Biographical details
- Born: San Diego, California, U.S.

Playing career
- Position: Outfielder

Coaching career (HC unless noted)
- 1970–2000: Morse High School

Head coaching record
- Overall: Ranked No. 4 in the country in 1990 by USA Today
- Tournaments: 5 California Interscholastic Federation (CIF) section titles

Accomplishments and honors

Awards
- Breitbard Hall of Fame Coaching Legend Dan Fukushima Lifetime Achievement Award SDSU Rugby Player of the Year (1967)

= Bob Mendoza =

American baseball player

Robert James Mendoza is an American former baseball player and a San Diego Hall of Champions inductee. After retiring from baseball, he continued his education and went on to teach, coach high school sports, and officiate in varsity basketball.

==Early life and education==
Mendoza graduated in 1956 from Lincoln High School where he lettered nine times in three sports: football, baseball and basketball.

In 1958, he was named Player of the Year in Baseball and Most Valuable Conference Player of the Year in Baseball at San Diego City College. At San Diego State University, he was named the rugby team’s Player of the Year in 1967. After obtaining his Bachelor of Arts from San Diego State University, Mendoza played Rugby football for the Old Mission Beach Athletic Club (OMBAC). He later obtained his master's degree from the United States International University in San Diego.

==Coaching and sports career==
In 1958, he was drafted as an outfielder by the Red Sox and his contract later sold to the San Francisco Giants. He left baseball to continue his education after playing 3 1/2 years for the Red Sox organization.

Mendoza went on to coach football, baseball and golf at Samuel F. B. Morse High School, as well as officiated over varsity basketball. All told, Mendoza coached football and baseball at Morse from 1970-2000. As the football team's defensive coordinator, he won five section banners. He also coached baseball at Mission Bay High.

In 1982, he coached Sam Horn, the No. 1 baseball draft in the country at the time. The same year, Mark McLemore, who Mendoza also coached, was drafted by the California Angels in the 9th round amateur draft.

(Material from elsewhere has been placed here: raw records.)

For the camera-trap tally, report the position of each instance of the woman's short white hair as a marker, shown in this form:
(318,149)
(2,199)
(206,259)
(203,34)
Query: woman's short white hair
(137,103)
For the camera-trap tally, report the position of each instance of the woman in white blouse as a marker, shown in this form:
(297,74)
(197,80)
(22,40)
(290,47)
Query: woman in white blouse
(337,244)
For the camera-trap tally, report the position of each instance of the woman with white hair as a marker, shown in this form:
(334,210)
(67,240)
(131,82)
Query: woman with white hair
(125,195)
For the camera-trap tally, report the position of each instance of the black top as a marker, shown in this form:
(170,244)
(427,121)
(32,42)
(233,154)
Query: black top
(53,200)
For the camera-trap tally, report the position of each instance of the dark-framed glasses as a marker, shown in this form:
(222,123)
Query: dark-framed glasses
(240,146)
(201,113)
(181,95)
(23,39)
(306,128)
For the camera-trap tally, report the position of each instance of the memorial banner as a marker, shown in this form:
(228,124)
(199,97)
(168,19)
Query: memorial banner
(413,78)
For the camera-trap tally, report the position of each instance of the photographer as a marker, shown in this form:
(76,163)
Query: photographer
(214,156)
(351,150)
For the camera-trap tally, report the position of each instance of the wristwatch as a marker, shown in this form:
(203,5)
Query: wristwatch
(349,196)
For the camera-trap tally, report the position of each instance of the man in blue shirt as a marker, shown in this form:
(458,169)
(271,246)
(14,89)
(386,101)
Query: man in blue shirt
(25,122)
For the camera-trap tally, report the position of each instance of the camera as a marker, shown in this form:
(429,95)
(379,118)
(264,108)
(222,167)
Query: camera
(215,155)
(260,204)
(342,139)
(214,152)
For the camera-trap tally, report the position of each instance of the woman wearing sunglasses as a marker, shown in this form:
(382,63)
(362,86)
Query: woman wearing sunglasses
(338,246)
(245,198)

In 1990, Morse Tigers were ranked No. 4 in the country by USA Today.

Mendoza and three teammates were featured in the San Diego Union-Tribune as San Diego County’s first Little League team stars, six decades earlier, in 1949. The September 2009 story was on the heels of a county team making the World Series that year.

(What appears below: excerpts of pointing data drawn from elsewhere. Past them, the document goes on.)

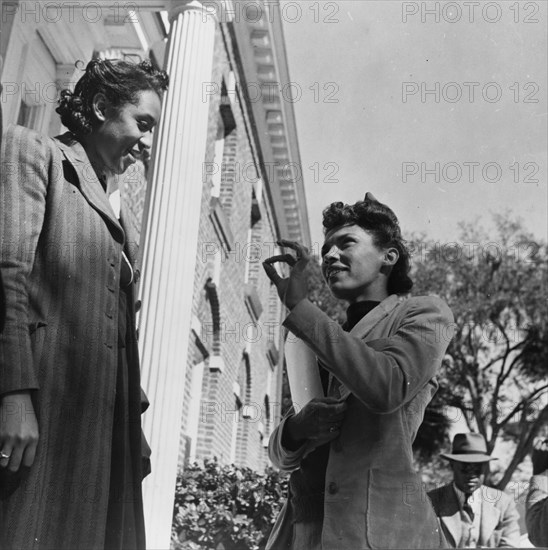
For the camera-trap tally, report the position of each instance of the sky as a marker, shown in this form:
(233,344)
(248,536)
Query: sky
(445,121)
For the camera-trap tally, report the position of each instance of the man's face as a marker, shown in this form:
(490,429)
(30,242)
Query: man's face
(352,264)
(468,476)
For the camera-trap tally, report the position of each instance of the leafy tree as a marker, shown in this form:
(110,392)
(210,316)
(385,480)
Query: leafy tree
(225,507)
(497,364)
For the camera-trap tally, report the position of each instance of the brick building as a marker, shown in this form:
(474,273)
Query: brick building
(223,185)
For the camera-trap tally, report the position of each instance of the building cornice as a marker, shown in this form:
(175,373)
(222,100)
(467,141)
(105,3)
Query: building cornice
(262,48)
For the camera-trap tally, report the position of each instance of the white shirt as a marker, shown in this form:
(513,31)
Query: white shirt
(475,502)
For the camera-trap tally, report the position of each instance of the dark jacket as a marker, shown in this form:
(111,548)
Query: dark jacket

In the 1960s, he was a Triple A volleyball player in two-man, on-the-beach volleyball, teaming with Al Scates, current men’s head volleyball coach for UCLA. He played for an indoor volleyball league with the Wildcat Volleyball Club and was the league's archivist for many years.

He has been a regular winner of OMBAC's annual Over-the-line tournament.

==Awards==
In November 2011, Mendoza was inducted into San Diego Hall of Champions’ Breitbard Hall of Fame as a Coaching Legend. In 2001, he was given the Dan Fukushima Lifetime Achievement Award by the California Coaches Association. While at Morse as assistant football coach, in 1996 he was presented with a coaching award by the High School Sports Association.

Mendoza was named a hall-of-famer by the Old Mission Beach Athletic Club in December 2022 for having played in more Over-the-line (OTL) tournaments than any other player in the history of the game, with his first tournament in 1957 through 2022, missing just two tournaments and winning six OTL championships and many second- and third-place finishes.

==Personal life==
For 23 years, he and his wife Cordelia Mendoza, an antiquarian and appraiser, operated antique stores in Ocean Beach, California, including their last store, Cottage Antiques, which was named in 2010 on KGTV-10’s county-wide “A-List" for Best Antiques, placing first. He is the son of the late Benny Mendoza, a welterweight boxer in San Diego in the 1930s, and son-in-law of the late James M. Scott, who was a Senior Olympian. Mendoza lives with his wife in the Loma Portal neighborhood of Point Loma in San Diego.